God’s saving love is shown again to God’s people, as they are spared from death by the blood of a lamb and they escape to the promise land.  A NEW story is added to be told every Passover about the depths of God’s love to free His people and draw them to himself.

So the BIG story moves on again and the CONTEXT changes again. God is doing a NEW thing. Years later while Kings still command that baby boys be killed in order to protect their Kingdom, the memory of child sacrifice to appease for sin grows dim, as animal sacrifice becomes a way of life. It is in this CONTEXT that Jesus in the form of a man steps into the timeline of God’s BIG story.

The Passover is a very important time to retell the story of God’s Love and saving grace. The elements of the meal all have special meanings. The Passover begins with a child asking a question, because their CONTEXT is still that children were always a part of these occasions as all ages were present.
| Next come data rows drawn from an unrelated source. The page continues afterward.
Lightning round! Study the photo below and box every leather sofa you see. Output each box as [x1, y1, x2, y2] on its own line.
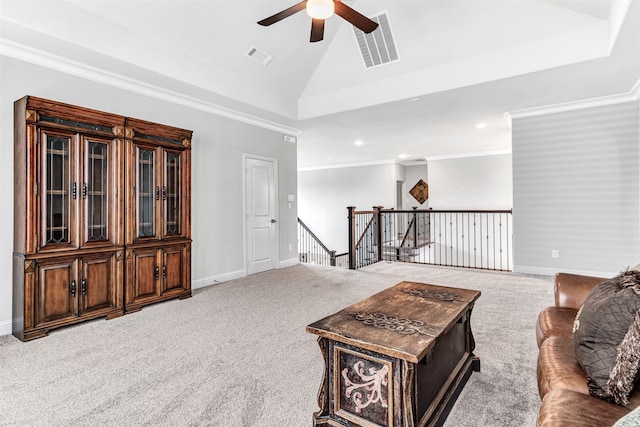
[536, 272, 640, 426]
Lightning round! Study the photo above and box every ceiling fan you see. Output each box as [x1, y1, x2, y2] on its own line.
[257, 0, 379, 43]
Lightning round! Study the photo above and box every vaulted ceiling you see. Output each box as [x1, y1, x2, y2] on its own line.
[1, 0, 639, 168]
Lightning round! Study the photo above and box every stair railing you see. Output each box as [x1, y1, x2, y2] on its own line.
[347, 206, 383, 269]
[348, 207, 512, 271]
[298, 218, 348, 267]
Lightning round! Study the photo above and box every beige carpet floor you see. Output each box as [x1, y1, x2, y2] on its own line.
[0, 262, 554, 426]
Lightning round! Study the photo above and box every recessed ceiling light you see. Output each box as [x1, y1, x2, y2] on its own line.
[398, 153, 407, 159]
[475, 123, 487, 129]
[355, 140, 364, 146]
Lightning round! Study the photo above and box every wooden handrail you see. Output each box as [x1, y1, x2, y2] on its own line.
[297, 218, 332, 255]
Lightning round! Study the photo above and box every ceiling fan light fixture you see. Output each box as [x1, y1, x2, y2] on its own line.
[306, 0, 334, 19]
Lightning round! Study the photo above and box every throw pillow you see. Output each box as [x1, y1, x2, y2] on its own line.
[573, 270, 640, 405]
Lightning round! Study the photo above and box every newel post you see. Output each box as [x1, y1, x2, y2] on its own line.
[347, 206, 356, 270]
[412, 206, 418, 247]
[374, 206, 384, 263]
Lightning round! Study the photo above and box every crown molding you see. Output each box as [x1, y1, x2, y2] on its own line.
[0, 38, 302, 136]
[426, 149, 512, 162]
[298, 159, 398, 172]
[298, 149, 512, 171]
[507, 77, 640, 120]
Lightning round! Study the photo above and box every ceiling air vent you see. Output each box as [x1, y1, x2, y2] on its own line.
[353, 12, 399, 69]
[245, 45, 274, 66]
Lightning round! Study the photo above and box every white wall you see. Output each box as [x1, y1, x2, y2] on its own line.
[0, 57, 298, 336]
[298, 163, 399, 253]
[297, 157, 512, 253]
[427, 154, 513, 210]
[512, 100, 640, 276]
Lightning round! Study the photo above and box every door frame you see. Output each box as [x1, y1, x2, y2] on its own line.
[242, 153, 279, 275]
They told of the blood of the lamb placed on the door to save the children from dying in the night.

But on this night, Jesus draws attention not to the lamb (the animal sacrifice), but to the bread and the wine. He is bringing a NEW meaning to this meal. He is preparing them for a NEW CONTEXT. Today we take communion and think nothing of using the bread and the wine, but those present on the first night would have been shocked.  Today our communion does not even include lamb, it is very rarely associated with an actual meal. But the very first LAST SUPPER had a very important CONTEXT. God was teaching His people that His son would pay the price, and be the sacrificial lamb. And like all those years ago with Abraham and Isaac, and Moses, from this point on things will CHANGE.

From Jesus’s death onwards animal sacrifice was no longer necessary. Jesus had paid the price. We no longer sacrifice animals for our sins and shortfalls. A simple remembrance table is set with the bread and wine as a focus.
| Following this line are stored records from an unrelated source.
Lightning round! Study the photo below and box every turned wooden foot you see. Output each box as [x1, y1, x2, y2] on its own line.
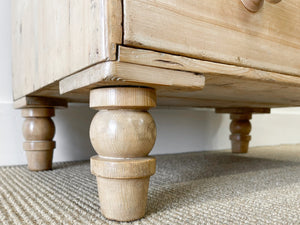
[216, 108, 270, 154]
[89, 87, 157, 222]
[230, 113, 252, 153]
[22, 108, 55, 171]
[16, 96, 67, 171]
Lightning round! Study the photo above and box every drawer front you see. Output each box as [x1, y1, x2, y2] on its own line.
[124, 0, 300, 76]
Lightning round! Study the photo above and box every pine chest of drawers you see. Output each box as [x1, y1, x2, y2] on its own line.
[12, 0, 300, 221]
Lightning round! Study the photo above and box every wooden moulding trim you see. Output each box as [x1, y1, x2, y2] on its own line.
[118, 46, 300, 87]
[14, 96, 68, 109]
[90, 87, 157, 109]
[215, 108, 271, 114]
[90, 156, 156, 179]
[59, 61, 205, 94]
[22, 108, 55, 118]
[230, 113, 252, 120]
[23, 141, 56, 151]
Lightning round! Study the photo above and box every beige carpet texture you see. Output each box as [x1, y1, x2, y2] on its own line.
[0, 145, 300, 225]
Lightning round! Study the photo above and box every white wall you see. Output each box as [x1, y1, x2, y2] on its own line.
[1, 1, 300, 166]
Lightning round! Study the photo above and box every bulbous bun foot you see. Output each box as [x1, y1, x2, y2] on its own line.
[215, 108, 270, 154]
[22, 108, 56, 171]
[230, 113, 252, 154]
[89, 87, 157, 221]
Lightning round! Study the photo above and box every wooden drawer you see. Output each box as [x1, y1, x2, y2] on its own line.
[124, 0, 300, 76]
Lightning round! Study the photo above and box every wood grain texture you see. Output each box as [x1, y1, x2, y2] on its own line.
[118, 47, 300, 87]
[90, 110, 156, 158]
[90, 87, 157, 221]
[13, 0, 300, 109]
[27, 80, 300, 108]
[118, 47, 300, 107]
[12, 0, 122, 100]
[123, 0, 300, 76]
[59, 61, 205, 94]
[35, 46, 300, 108]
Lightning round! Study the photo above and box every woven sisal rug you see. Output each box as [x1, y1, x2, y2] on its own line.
[0, 145, 300, 224]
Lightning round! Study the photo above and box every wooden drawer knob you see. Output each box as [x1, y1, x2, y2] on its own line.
[241, 0, 281, 12]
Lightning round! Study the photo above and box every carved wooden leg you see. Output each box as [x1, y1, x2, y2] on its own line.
[89, 87, 157, 222]
[230, 113, 252, 153]
[216, 108, 270, 154]
[22, 108, 55, 171]
[15, 97, 67, 171]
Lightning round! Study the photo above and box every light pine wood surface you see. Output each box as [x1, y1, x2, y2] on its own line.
[124, 0, 300, 76]
[12, 0, 122, 100]
[59, 61, 205, 94]
[56, 47, 300, 108]
[12, 0, 300, 109]
[118, 47, 300, 107]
God’s message has never changed. He still wants us to do justice, to love kindness and to walk humbly with Him. The only sacrifice that matters to God is the holy gift of humble hearts and lives dedicated to His way of love. We must never lose the power of his LOVE because the CONTEXT has changed, because we have not been affected first hand by the loss of our own children, by the need to kill animals and make sacrifices. We did not see firsthand Jesus dying a painful death.

We live in a TIME of RESURRECTION and HOPE. A time where Jesus has paid the heavy price of our shortfall, and we his children no longer have to die, but have new life in HIM. Let us NEVER forget to see this amazing sacrifice through the eyes of a child, who long ago, learned that God’s love is so great that He would replace HIS child, for himself and die a painful death in our stead.  May this Easter not lose its power because of our lack of CONTEXT.